If you compare it directly to its source material, the series fails to justify its existence. It looks worse, the plot is middling, and the added bits involving resident bad guy Vicious and his wife Julia involve some of the most amateurish execution of noir-tropes I have ever witnessed. 

If you have never seen Cowboy Bebop, well, it might work for you? The cast is pretty good, with Mustafa Shakir as Jet Black a clear stand out. The action is pretty fun. Whenever the crew just jives, the show actually develops a good rhythm. 

So, if you squint really hard, Netflix's Cowboy Bebop kinda worked. But only if you squint. 

One issue might have been, how the series treats its source material. The Netflix adaptation clung too tightly to the anime, without really understanding what made the anime so special. 

In both anime and Netflix adaptation, a ragtag team of intergalactic bounty hunters find each other, form a family and hunt criminals together on the Bepop spaceship. Spike Spiegel (played by John Cho in the series) is a melancholic scoundrel, now on the lookout for his next paycheck. Jet Black (Mustafa Shakir), captain of the Bepop and a former detective, is the level-headed dad of the group, feeding everyone, making sure they go to their extracurriculars and, added in the adaptation, trying to be present for his daughter. Faye Valentine (as played by Daniella Pineda), is an amnesiac in search of belonging and a good time. They make up the core trio, which soon is expanded to include an adorable corgi named Ein. 

Here is the team (+ Ein, who is the best). Screenshot: Netflix

Unbeknownst to his crewmates, Spike used to work as a hitman for the Red Dragon Crime Syndicate. His partner in crime: Vicious (played by Alex Hassel), who in the anime, behaves like the shark in Jaws, only popping up occasionally to be mysterious and mean, attempts to be a character in the adaptation. 

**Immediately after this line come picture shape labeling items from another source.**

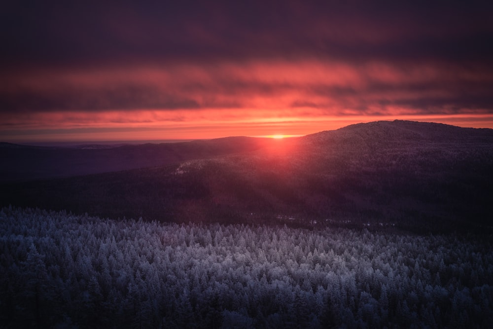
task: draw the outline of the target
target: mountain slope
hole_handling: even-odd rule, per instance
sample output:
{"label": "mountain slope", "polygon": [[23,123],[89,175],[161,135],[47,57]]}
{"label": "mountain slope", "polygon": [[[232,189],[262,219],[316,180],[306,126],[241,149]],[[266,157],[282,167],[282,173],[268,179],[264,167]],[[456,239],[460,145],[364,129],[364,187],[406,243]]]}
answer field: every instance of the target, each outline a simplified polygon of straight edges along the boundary
{"label": "mountain slope", "polygon": [[493,130],[379,121],[164,167],[12,184],[4,203],[172,221],[491,227]]}
{"label": "mountain slope", "polygon": [[0,143],[0,182],[28,181],[162,166],[193,159],[245,152],[264,147],[261,139],[140,145],[42,147]]}

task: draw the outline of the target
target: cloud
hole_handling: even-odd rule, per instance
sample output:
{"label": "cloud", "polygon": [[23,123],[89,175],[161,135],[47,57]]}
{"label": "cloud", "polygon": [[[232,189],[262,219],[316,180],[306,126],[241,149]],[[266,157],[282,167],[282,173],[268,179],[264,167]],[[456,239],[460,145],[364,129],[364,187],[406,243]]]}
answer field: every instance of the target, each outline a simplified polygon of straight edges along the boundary
{"label": "cloud", "polygon": [[10,1],[0,127],[489,115],[492,11],[486,1]]}

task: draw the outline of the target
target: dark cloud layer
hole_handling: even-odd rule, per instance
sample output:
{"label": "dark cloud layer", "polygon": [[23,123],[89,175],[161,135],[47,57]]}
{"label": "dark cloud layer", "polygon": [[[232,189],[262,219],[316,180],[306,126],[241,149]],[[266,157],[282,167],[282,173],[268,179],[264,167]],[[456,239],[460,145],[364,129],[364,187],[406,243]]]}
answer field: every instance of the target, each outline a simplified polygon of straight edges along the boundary
{"label": "dark cloud layer", "polygon": [[493,113],[492,1],[8,1],[0,40],[9,122],[142,109]]}
{"label": "dark cloud layer", "polygon": [[2,64],[493,57],[491,1],[72,2],[4,6]]}

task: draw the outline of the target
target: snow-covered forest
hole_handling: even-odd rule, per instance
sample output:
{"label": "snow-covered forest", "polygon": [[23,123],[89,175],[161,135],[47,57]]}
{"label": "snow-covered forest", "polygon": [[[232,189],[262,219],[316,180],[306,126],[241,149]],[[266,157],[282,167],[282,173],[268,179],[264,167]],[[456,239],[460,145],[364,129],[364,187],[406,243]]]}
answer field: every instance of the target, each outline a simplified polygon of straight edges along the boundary
{"label": "snow-covered forest", "polygon": [[491,236],[0,212],[2,328],[486,328]]}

Emphasis on attempts, I would not count being one of the most annoying parts of the show as good characterization. Same to his wife, Julia (Elena Santine) who is not actually his wife in the anime, and is the femme fatale Spike is in love with. Her rise from damsel in distress to woman in power is absurd and abrupt and her scenes with Spike lack the chemistry necessary to make their bond believable. 

Some parts of the series work - Episode 7 "Galileo Hustle" - is a very solid effort, capitalising on the chemistry of the actors, with some decent gags and action. If they had played their cards looser, and let the adaptation’s characters spin their own tale, Cowboy Bebop might have become a fine update on the Firefly format. But by trying to squeeze the characters into the corset of the narrative laid out by the anime, the show loses rhythm, coherence and what could have made it special. The creators apparently did not trust their actors and their own narrative, but also failed to grasp why adaptation changes are needed in the first place and why transferring anything animated into life-action has hardly ever worked (see, the recent Disney live-action remakes). 

So long Cowboy Bebop, it was not nice knowing you, but you had potential and at least I would have watched a second season.